Yamide Dagnet, de l’Open Society Foundations, regrette aussi l’incohérence entre cette vision techniciste et le combat en faveur de la biodiversité : « Il n’y a pas un mot sur les minerais stratégiques. Or, sans eux, pas de batterie, pas d’énergie renouvelable. Mais si l’on accroît leur production à la mesure de ce qui est demandé, cela promet l’ouverture de plus de mines et la destruction de toujours plus d’espaces naturels. »
Un progrès apparent, cependant : le draft évoque la réduction de la production et de la consommation d’énergies fossiles. « C’est déjà une avancée notable », souligne Lola Vallejo. Pour autant, il n’est plus question de la fin du charbon, du pétrole ou du gaz telle que mentionnée dans certaines propositions de versions préliminaires. Comment organiser la diminution de la mise sur le marché et de la consommation ? Elle devra être réalisée de manière « bien ordonnée » et « équitable », dit le projet de décision. Traduction : chacun fera comme il voudra et à son rythme. « Il est pourtant impératif d’établir un calendrier clair, sans laisser le choix aux pays, ce qui est actuellement le cas », commente Friederike Roder, vice-présidente de Global Citizen.
6 500 milliards d’euros d’aides aux fossiles en 2022
Enfin, le texte appelle à mettre un terme, « le plus vite possible » aux subventions aux énergies fossiles « inefficaces ». Aucune définition de la subvention efficace n’est cependant donnée. Rappel : le Fonds monétaire international estime à 7 000 milliards de dollars (6 500 milliards d’euros), le montant annuel des aides aux énergies fossiles octroyé en 2022 dans le monde. De quoi largement financer la transition climatique.
Le texte mentionne aussi une cinquantaine de fois la « finance ». Mais sans lui donner la moindre consistance, sans fixer de montant à débourser, ni désigner les objectifs de ces éventuels financements. Pas de liste, non plus, des financeurs. L’agriculture et l’agro-alimentaire ne sont pas mieux traités : une seule citation pour le secteur qui contribue à 20 % des émissions mondiales de gaz à effet de serre.
Un texte qui fait la quasi-unanimité contre lui
C’est peu de dire que le texte fait, pour le moment, quasiment l’unanimité contre lui.
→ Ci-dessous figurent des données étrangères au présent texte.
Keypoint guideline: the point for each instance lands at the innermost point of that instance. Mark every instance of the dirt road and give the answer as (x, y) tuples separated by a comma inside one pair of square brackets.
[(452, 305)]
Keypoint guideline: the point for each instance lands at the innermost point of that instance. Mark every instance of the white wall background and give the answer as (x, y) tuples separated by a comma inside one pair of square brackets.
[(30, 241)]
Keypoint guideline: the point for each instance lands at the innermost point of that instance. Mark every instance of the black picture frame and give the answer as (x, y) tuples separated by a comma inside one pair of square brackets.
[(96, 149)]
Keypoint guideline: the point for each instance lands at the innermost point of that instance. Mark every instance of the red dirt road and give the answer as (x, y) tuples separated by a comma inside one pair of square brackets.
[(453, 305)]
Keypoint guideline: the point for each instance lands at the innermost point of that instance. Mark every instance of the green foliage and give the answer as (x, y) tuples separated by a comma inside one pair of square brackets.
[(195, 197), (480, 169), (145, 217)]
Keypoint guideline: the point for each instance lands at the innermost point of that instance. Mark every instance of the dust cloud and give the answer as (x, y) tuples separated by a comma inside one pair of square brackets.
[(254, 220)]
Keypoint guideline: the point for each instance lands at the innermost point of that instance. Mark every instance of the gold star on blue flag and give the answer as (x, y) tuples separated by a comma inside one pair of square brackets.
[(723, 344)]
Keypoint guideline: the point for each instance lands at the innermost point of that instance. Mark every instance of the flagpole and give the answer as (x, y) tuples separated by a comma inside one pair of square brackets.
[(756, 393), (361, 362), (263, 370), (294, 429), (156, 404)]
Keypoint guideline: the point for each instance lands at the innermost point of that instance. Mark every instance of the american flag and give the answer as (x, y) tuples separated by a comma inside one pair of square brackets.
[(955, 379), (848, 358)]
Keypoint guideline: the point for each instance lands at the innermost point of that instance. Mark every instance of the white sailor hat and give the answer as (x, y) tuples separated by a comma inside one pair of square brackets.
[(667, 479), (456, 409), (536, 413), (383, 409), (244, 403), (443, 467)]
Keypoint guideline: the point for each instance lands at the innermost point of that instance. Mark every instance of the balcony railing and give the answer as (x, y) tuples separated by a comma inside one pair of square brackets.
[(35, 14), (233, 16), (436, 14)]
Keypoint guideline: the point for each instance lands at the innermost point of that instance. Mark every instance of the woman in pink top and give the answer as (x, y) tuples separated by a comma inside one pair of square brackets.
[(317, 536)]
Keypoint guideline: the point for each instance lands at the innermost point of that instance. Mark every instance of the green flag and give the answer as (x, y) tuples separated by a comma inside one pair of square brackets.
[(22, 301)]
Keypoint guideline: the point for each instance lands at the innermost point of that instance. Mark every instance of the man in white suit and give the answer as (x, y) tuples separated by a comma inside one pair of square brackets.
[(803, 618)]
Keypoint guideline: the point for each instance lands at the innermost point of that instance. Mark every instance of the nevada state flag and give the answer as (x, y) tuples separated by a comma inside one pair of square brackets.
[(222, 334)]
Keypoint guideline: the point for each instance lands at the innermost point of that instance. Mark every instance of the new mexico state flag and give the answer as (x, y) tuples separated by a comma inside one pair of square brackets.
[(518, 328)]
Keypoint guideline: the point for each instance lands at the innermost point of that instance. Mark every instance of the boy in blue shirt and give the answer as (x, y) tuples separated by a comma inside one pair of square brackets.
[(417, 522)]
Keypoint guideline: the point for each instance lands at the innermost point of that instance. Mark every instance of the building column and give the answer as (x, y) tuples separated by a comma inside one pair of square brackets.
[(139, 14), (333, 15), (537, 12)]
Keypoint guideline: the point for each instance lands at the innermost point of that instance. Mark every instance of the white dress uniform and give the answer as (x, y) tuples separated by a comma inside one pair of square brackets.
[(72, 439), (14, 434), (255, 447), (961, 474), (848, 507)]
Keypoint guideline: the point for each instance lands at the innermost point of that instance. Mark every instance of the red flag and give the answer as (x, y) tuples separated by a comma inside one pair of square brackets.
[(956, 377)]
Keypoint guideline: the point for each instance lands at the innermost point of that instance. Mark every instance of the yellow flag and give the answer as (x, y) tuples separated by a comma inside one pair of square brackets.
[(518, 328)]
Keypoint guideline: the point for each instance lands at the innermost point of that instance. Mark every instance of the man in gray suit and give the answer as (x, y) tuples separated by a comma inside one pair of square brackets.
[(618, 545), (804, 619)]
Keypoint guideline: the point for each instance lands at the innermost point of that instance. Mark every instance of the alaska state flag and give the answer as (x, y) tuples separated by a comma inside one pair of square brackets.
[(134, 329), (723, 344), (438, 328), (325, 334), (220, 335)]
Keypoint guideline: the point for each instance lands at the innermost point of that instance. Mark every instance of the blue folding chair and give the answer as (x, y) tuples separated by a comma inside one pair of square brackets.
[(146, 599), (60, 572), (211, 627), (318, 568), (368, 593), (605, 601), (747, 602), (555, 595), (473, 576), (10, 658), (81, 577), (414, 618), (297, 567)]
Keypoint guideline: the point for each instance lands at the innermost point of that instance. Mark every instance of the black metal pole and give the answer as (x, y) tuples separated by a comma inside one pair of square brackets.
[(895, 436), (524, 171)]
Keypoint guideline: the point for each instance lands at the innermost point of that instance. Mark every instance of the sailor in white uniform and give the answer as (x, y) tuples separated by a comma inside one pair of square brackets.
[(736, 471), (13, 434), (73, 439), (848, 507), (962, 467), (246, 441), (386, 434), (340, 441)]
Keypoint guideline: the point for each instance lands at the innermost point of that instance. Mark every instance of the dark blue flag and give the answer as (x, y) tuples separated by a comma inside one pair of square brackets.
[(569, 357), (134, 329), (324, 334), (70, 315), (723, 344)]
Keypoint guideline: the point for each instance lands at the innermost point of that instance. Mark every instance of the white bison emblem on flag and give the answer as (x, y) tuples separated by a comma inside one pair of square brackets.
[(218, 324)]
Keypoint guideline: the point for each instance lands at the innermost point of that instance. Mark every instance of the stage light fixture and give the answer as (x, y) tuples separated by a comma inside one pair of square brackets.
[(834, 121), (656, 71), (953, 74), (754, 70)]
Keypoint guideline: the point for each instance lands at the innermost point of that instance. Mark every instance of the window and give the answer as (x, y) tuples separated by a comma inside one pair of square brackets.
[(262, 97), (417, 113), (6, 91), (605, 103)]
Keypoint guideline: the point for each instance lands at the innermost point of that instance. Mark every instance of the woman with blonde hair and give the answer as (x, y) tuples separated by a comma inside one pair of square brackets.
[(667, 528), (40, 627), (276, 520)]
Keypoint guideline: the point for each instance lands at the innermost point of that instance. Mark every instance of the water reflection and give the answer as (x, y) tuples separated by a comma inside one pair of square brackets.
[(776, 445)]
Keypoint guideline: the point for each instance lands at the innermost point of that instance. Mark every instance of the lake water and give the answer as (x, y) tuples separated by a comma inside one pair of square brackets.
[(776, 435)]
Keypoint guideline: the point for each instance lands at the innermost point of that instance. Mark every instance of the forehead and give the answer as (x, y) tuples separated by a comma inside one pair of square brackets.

Le commentaire le plus cruel a été délivré par Alok Sharma, le président de la COP26 à Glasgow, voici deux ans : « Il est difficile de voir en quoi ce texte contribue à réduire rapidement et sérieusement les émissions d’ici à 2030 pour espérer atteindre l’objectif de 1,5 °C ».
Pour Agnès Pannier-Runacher (ministre française de la Transition énergétique), Teresa Ribera (son alter ego espagnole) ou Wopke Hoekstra (commissaire européen au Climat), « le texte est inacceptable en l’état ». Côté étasunien, on est moins virulent : « La formulation du texte doit être substantiellement renforcée », indique un communiqué du département d’État.
« Nous ne sommes pas venus ici pour signer notre arrêt de mort »
S’exprimant au nom de l’Aosis (Association des États insulaires), Toeolesulusulu Cedric Schuster, ministre des ressources naturelles des Samoa, estime que les États menacés par la montée du niveau de la mer « n’ont pas été entendus ». « Nous ne sommes pas venus ici pour signer notre arrêt de mort », complète John Silk, ministre des îles Marshall.
La journée du mardi 12 décembre — en principe dernier jour de la COP — va être d’une intense et trépidante négociation. « Nous avons un texte et nous devons nous accorder sur ce texte. Le temps de la discussion arrive à sa fin », indique Sultan Al-Jaber.
Les discussions ont repris en séance plénière de la COP. Chaque délégué national devra commenter le projet de décision. Une seule voie manquante signerait la fin du texte. Et l’échec de la COP28.